Why investing in mutual funds or unit trusts may not be a good idea – part 2
Followers of bigfatpurse will know that I am not a definitely not a fan of mutual funds or unit trusts. I stated my reasons in this earlier post: Why investing in mutual funds or unit trusts may not be a good idea. It rekindled my thoughts about mutual funds when I was reading Peter Lynch’s “One Up on Wall Street“, who as a fund manager, believes an investment professional may not do as well as an ordinary retail investor. In his book, he provided elaboration that was not covered in my post and it was his view from the inside that made it even more convincing.
Analysts may not be qualified afterall
Peter was hired at Fidelity (a fund management company) as an intern while he was at Wharton University. He sounded very critical against the investment professionals like the research analysts (which I believe not all are bad) – “Summer interns such as me, with no experience in corporate finance or accounting, were put to work researching companies and writing reports, the same as the regular analysts. The whole intimidating business was suddenly demystified – even liberal arts majors could analyze a stock.”
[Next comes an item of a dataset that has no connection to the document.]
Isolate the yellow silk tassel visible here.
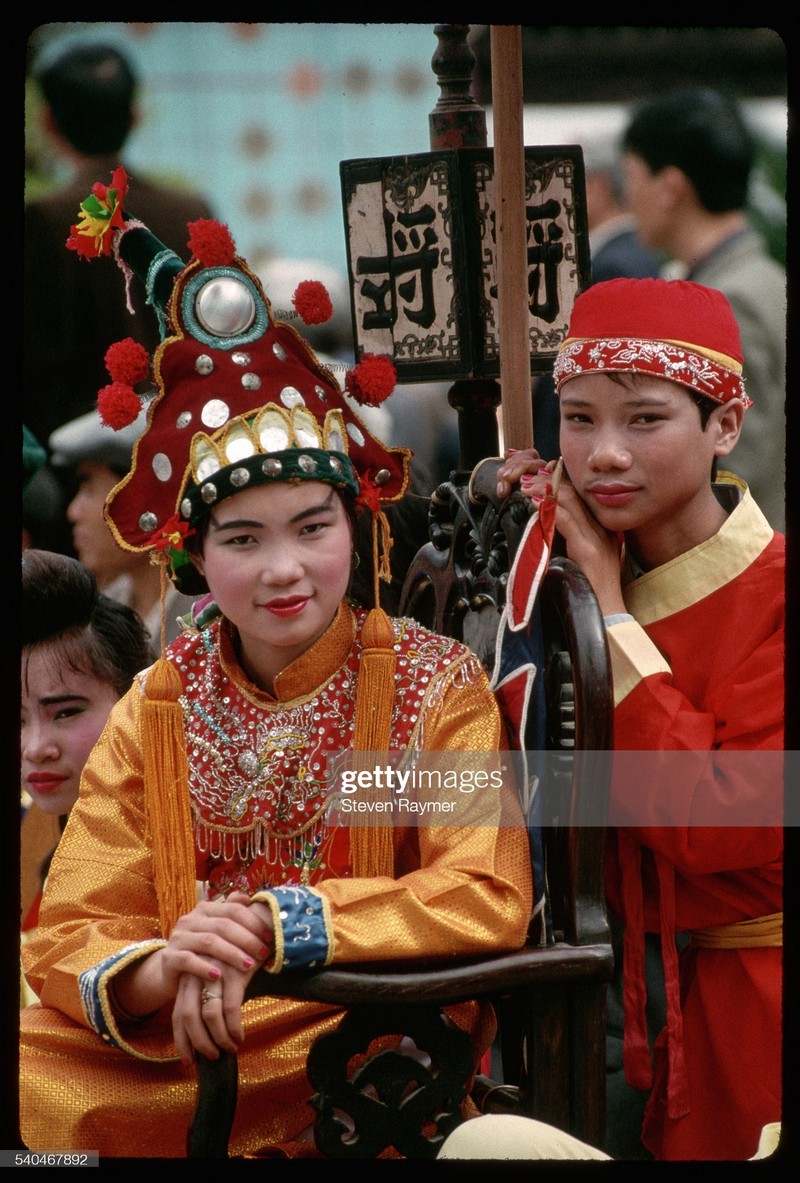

He even called professional investing an oxymoron but redeemed himself speaking of a handful successful ones like John Templeton, Warren Buffett and a few others.
Professionals are slow to recognize business success than commoners
He argued that it takes a longer than desired time to identify a business that has tremendous growth potential. He termed it “Street lag”. “Under the current system, a stock isn’t truly attractive until a number of large institutions have recognized its suitability and an equal number of respected Wall Street analysts have put it on the recommended list. With so many people waiting for others to make the first move, it’s amazing that anything gets bought.” He substantiated with the example of The Limited, where many analysts missed the stock in it’s early days. It was up eighteenfold from 1979 to 1983, but only 6 analysts were tracking it from 1981. It was only until 1985, the stock came under the radar of the analysts and institutions chased after it at $15, up from the initial 50 cents.
He reckoned that many commoners visiting any of the 400 The Limited stores back in 1981 would have realized it’s thriving business earlier than the professionals.
The need to keep his job
Fund managers have big clients and bosses to answer to and they have to justify for their fund performance and stock selections to these people. “With survival at stake, it’s the rare professional who has the guts to traffic in an unknown La Quinta. In fact, between the chance of making an unusually large profit on an unknown company and the assurance of losing only a small amount on an established company, the normal mutual-fund manager, pension-fund manager, or corporate-portfolio manager would jump at the latter. Succes is one thing, but it’s more important not to look bad if you fail. There’s an unwritten rule on Wall Street: “You’ll never lose your job losing your client’s money in IBM.”"
“If IBM goes bad and you bought it, the clients and the bosses will ask: “What’s wrong with the damn IBM lately?” But if La Quinta Motor Inns goes bad, they’ll ask: “What’s wrong with you?”"
In other words, fund managers find it easier to justify their losing positions on big recognized companies than losing positions on almost unknown companies. And it is often that the greatest growth comes from the small companies.